Sweeney, Pou, Oroho: Job-Sharing Furloughs Would Save Up to $750M for Taxpayers, Workers and Businesses
Sweeney, Pou, Oroho: Job-Sharing Furloughs Would Save Up to $750M for Taxpayers, Workers and Businesses
Lawmakers urge Governor, Labor Department to launch program now to avoid layoffs later
Trenton – Senators Steve Sweeney, Nellie Pou and Steve Oroho today introduced bipartisan legislation to implement a New Jersey Job-Sharing Furlough Program that capitalizes on key provisions of the federal CARES Act. The furlough initiative would generate hundreds of millions of dollars in savings for employers and maximize payments to furloughed employees while fully protecting their health and pension benefits.
The legislators urged the Governor and the Department of Labor and Workforce Development to launch the program immediately to maximize savings for public and private employers and to pump as much money as possible into the pockets of furloughed employees before the extra $600-a-week federal unemployment payments end on July 31.
“Launching a statewide Job-Sharing Furlough Program provides savings today while many workers are restricted from performing their full duties, while providing needed savings, which could provide protection from layoffs in the future,” said Senate President Sweeney (D-Gloucester/Salem/Cumberland). “That’s why this program has such strong support from municipalities, counties, school boards and public employee unions.”
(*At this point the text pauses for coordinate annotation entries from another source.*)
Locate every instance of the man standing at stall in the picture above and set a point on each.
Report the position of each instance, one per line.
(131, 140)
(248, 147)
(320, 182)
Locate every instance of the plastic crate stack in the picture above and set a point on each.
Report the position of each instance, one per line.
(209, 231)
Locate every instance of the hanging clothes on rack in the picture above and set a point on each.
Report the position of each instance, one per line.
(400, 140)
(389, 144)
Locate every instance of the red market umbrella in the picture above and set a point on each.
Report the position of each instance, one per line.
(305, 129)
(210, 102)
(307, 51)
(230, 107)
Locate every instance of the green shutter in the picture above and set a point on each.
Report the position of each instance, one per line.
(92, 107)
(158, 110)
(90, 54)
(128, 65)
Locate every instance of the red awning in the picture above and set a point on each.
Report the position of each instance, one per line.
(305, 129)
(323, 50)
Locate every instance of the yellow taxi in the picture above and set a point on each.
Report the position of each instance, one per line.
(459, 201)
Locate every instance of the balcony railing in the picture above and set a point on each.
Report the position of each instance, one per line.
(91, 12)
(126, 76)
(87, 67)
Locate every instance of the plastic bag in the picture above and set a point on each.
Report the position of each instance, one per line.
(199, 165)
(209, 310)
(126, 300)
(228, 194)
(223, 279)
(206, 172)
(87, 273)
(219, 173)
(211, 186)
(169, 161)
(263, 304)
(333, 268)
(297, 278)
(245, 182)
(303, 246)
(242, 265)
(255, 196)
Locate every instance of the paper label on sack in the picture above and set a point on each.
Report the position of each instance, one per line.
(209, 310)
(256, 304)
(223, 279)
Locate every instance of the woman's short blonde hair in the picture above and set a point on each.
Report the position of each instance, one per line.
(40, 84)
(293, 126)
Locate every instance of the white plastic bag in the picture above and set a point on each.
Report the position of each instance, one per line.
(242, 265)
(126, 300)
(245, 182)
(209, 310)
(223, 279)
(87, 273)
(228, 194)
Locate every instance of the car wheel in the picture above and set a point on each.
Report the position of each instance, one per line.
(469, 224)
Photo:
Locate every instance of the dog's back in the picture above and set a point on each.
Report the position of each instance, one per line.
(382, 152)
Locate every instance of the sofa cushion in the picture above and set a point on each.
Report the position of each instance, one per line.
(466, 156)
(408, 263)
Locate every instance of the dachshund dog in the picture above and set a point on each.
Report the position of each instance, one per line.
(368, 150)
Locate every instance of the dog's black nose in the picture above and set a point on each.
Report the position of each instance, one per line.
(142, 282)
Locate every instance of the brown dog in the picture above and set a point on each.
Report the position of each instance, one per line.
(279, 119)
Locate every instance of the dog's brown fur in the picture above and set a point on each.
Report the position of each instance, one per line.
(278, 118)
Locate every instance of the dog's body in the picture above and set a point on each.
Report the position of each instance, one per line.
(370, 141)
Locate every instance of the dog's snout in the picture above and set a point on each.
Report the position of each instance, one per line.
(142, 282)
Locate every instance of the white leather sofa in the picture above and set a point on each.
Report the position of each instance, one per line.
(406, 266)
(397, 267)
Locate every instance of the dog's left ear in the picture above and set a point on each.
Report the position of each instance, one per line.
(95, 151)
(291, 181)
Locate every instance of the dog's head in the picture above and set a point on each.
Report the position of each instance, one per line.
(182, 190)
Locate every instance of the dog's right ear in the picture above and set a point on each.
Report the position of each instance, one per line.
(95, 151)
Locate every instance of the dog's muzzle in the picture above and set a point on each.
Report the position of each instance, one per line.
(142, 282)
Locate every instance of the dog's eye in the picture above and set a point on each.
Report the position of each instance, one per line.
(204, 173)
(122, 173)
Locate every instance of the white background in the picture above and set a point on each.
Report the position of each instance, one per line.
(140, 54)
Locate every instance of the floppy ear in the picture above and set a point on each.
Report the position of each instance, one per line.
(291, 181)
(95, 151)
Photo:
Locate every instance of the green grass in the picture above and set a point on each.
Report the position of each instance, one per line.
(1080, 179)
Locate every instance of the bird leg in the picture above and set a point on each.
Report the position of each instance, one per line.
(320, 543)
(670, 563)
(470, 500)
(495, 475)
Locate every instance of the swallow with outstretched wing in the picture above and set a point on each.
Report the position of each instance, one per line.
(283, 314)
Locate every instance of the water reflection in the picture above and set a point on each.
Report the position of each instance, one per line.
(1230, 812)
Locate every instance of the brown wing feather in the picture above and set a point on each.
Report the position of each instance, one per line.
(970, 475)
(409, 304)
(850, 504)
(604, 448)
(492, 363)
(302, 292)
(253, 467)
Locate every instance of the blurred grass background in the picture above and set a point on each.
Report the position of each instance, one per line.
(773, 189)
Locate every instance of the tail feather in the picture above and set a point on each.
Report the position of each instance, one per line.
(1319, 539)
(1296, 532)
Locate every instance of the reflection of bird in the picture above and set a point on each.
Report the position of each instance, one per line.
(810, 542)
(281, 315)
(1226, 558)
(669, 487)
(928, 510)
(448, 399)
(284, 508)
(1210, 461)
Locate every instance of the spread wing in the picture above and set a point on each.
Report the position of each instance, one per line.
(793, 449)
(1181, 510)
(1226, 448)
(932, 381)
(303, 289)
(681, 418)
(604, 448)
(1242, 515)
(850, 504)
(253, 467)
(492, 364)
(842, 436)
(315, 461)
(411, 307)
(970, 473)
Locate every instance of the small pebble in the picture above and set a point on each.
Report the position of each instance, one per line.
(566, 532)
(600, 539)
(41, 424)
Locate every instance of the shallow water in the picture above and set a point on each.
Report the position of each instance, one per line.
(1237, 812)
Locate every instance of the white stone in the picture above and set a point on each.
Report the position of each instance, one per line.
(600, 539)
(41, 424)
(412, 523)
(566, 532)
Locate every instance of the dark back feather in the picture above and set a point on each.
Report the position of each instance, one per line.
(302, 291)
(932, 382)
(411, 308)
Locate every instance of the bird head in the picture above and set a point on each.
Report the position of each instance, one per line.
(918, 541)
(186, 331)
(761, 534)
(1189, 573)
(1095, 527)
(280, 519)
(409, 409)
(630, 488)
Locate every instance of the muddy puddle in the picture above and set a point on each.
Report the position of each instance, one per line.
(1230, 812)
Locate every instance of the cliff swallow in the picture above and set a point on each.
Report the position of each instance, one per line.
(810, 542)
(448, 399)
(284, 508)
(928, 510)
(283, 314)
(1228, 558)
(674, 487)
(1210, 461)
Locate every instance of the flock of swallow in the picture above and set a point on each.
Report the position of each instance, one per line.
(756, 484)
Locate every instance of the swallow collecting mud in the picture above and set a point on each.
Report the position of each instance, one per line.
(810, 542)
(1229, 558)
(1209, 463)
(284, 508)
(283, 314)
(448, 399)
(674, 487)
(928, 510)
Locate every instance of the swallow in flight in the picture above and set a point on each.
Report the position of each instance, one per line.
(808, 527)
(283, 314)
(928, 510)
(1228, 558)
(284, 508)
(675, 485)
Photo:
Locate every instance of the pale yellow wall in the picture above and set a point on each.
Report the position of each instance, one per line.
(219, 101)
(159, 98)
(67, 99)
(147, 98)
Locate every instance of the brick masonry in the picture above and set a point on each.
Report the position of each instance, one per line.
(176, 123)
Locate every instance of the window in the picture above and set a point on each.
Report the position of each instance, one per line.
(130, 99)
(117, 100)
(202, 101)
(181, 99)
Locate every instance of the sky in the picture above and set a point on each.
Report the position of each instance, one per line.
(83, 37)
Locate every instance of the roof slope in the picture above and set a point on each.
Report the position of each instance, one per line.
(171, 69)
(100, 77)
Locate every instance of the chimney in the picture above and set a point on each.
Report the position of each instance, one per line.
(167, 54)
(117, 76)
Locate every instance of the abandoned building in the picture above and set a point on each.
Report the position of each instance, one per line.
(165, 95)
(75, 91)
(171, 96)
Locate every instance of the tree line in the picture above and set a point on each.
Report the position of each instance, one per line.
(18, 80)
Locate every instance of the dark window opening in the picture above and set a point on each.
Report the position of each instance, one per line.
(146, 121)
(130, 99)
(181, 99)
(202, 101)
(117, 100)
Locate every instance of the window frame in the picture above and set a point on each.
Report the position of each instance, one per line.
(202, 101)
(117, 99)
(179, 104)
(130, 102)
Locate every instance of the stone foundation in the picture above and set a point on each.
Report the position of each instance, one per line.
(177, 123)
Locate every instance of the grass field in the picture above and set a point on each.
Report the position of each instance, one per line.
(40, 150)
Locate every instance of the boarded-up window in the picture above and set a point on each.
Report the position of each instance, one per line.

The New Jersey Job-Sharing Furlough Program capitalizes on two provisions of the federal CARES Act, the $2.2 trillion economic relief package signed into law on March 27. The first provides a Federal Pandemic Employment Compensation payment of $600 a week to workers laid off or furloughed during the health crisis. The second provides for 100 percent federal reimbursement of the cost of state unemployment benefits for any state that enacts a job-sharing furlough program under an existing state law.
“This program will be particularly beneficial for municipal and county governments that would otherwise be forced to lay off workers to avert future budget problems. This legislation will save jobs and protect employee benefits,” said Senator Pou (D-Passaic). “We should do everything we can to put more money in the pockets of New Jerseyans today so they will have more money to spend to recharge our economy when the coronavirus crisis ends.”
“Every day we delay costs us money. We have to do everything we can to save tax dollars now to avoid a bigger budget crisis later,” warned Senator Oroho (R-Sussex), the Senate Republican Budget Office. “The federal government included this special furlough program in the CARES Act because it was better to keep people working part-time with full health benefits during the crisis than laying them off without health insurance and overburdening the unemployment system.”
The Employee Job-Sharing Furlough Protection Act that Senators Sweeney, Pou and Oroho introduced today would guarantee furloughed employees that their future pension benefits would not be reduced and that they would continue to accrue seniority. It also allows public and private sector employers to launch furlough programs in compliance with the New Jersey law now for approval retroactively.